Pozostałe zaplanowane na ten rok prace pochłoną znacznie więcej. Tylko przebudowa drogi przy ul. Młyńskiej to wydatek ok. 2,5 mln zł. Prace trwają tam jakiś czas, ale zakończą się dopiero pod koniec lipca.
- Bo powstaje nowa nawierzchnia, chodniki, oświetlenie i ścieżka rowerowa, a także kładzione są rury teleinformacyjne, które w przyszłości pozwolą mieszkańcom korzystać z Internetu - wylicza Anna Muszyńska, dyrektor Zarządu Dróg Grodzkich.
W tej części miasta utrudnienia związane z robotami drogowymi są najpoważniejsze. - Czasowo ruch odbywa się tylko jedną stroną drogi, czasem wahadłowo - tłumaczy Muszyńska.
W innych miejscach drogowcy mniej komplikują życie kierowcom. Ale dobrze jest pamiętać, gdzie można się na nich natknąć. Budują w tej chwili drogę na ulicy Botanicznej (na odcinku od Powiatowej do Wiosennej), przy Kochanowskiego (od mostu przy Źródlanej w kierunku bloków TBS) kładą chodnik, na Głogowej (od strony ul. Legionów do Słonecznikowej) powstaje nowa droga z odwodnieniem, zaś na Chabrowej kanalizacja.
Jak długo drogowcy będą tam pracować? Jeśli pogoda nie spłata im figla, to powinni się ze swoich zadań wywiązać do końca tego miesiąca. Później przeniosą się na ulicę Lubelską. Przedwczoraj otwarto oferty zgłoszone do przetargu na jej przebudowę (na odcinku od granic miasta przy ul. Granicznej do Wojska Polskiego).
- Myślę, że prace powinny ruszyć najpóźniej na początku sierpnia. Potrwają około 2 miesięcy - zapowiada Muszyńska.
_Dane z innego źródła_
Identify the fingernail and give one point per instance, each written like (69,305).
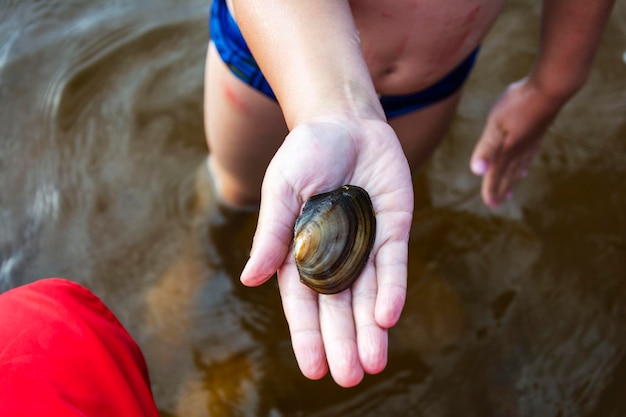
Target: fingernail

I na tym drogowe prace w tym roku w Zamościu się zakończą. - Realizujemy zadania zgodnie z przyjętym w zeszłym roku programem. Na nic więcej pieniędzy nie ma - uprzedza Anna Muszyńska.
Pracowali i skończyli
W tym roku drogowcy zrobili już, co mieli do zrobienia przy ul. Górnej, Fornalskiej, Osiedlowej i Jordana.